From mboxrd@z Thu Jan  1 00:00:00 1970
Received: from mailman by lists.gnu.org with tmda-scanned (Exim 4.43)
	id 1Ilwxs-0001A2-88
	for qemu-devel@nongnu.org; Sat, 27 Oct 2007 21:29:20 -0400
Received: from exim by lists.gnu.org with spam-scanned (Exim 4.43)
	id 1Ilwxp-00019e-JY
	for qemu-devel@nongnu.org; Sat, 27 Oct 2007 21:29:18 -0400
Received: from [199.232.76.173] (helo=monty-python.gnu.org)
	by lists.gnu.org with esmtp (Exim 4.43) id 1Ilwxp-00019b-HF
	for qemu-devel@nongnu.org; Sat, 27 Oct 2007 21:29:17 -0400
Received: from mail.codesourcery.com ([65.74.133.4])
	by monty-python.gnu.org with esmtps
	(TLS-1.0:DHE_RSA_AES_256_CBC_SHA1:32) (Exim 4.60)
	(envelope-from <paul@codesourcery.com>) id 1Ilwxp-0007wF-A3
	for qemu-devel@nongnu.org; Sat, 27 Oct 2007 21:29:17 -0400
From: Paul Brook <paul@codesourcery.com>
Subject: Re: [Qemu-devel] Faster, generic IO/DMA model with vectored AIO?
Date: Sun, 28 Oct 2007 02:29:09 +0100
References: <f43fc5580710270556j15805369x334879e501a48e06@mail.gmail.com>
In-Reply-To: <f43fc5580710270556j15805369x334879e501a48e06@mail.gmail.com>
MIME-Version: 1.0
Content-Type: text/plain;
  charset="iso-8859-1"
Content-Transfer-Encoding: 7bit
Content-Disposition: inline
Message-Id: <200710280129.10640.paul@codesourcery.com>
Reply-To: qemu-devel@nongnu.org
List-Id: qemu-devel.nongnu.org
List-Unsubscribe: <http://lists.nongnu.org/mailman/listinfo/qemu-devel>,
	<mailto:qemu-devel-request@nongnu.org?subject=unsubscribe>
List-Archive: <http://lists.gnu.org/pipermail/qemu-devel>
List-Post: <mailto:qemu-devel@nongnu.org>
List-Help: <mailto:qemu-devel-request@nongnu.org?subject=help>
List-Subscribe: <http://lists.nongnu.org/mailman/listinfo/qemu-devel>,
	<mailto:qemu-devel-request@nongnu.org?subject=subscribe>
To: qemu-devel@nongnu.org
Cc: Blue Swirl <blauwirbel@gmail.com>

> I changed Slirp output to use vectored IO to avoid the slowdown from
> memcpy (see the patch for the work in progress, gives a small
> performance improvement). But then I got the idea that using AIO would
> be nice at the outgoing end of the network IO processing. In fact,
> vectored AIO model could even be used for the generic DMA! The benefit
> is that no buffering or copying should be needed.

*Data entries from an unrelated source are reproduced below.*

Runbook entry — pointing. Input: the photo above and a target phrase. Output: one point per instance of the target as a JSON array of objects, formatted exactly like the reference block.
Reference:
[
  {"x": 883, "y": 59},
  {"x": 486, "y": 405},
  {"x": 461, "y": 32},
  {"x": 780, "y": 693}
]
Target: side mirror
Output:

An interesting idea, however I don't want to underestimate the difficulty of 
implementing this correctly.  I suspect to get real benefits you need to 
support zero-copy async operation all the way through.  Things get really 
hairy if you allow some operations to complete synchronously, and some to be 
deferred. 

I've done async operation for SCSI and USB. The latter is really not pretty, 
and the former has some notable warts. A generic IODMA framework needs to 
make sure it covers these requirements without making things worse. Hopefully 
it'll also help fix the things that are wrong with them.

> For the specific Sparc32 case, unfortunately Lance bus byte swapping
> makes buffering necessary at that stage, unless we can make N vectors
> with just a single byte faster than memcpy + bswap of memory block
> with size N.

We really want to be dealing with largeish blocks. The {ptr,size} vector is 64 
or 128 bytes per element, so the overhead on blocks < 64 bytes if going to be 
really brutal. Also time taken to do address translation will be O(number of 
vectors).

> Inside Qemu the vectors would use target physical addresses (struct
> qemu_iovec), but at some point the addresses would change to host
> pointers suitable for real AIO.

Phrases like "at some point" worry me :-)

I think it would be good to get a top-down description of what each different 
entity (initiating device, host endpoint, bus translation, memory) is 
responsible for, and how they all fit together.


I have some ideas, but without more detailed investigation can't tell if they 
will actually work in practice, or if they fit into the code fragments you've 
posted. My suspicion is they don't as I can't make head or tail of how your 
gdma_aiov.diff patch would be used in practice.

Paul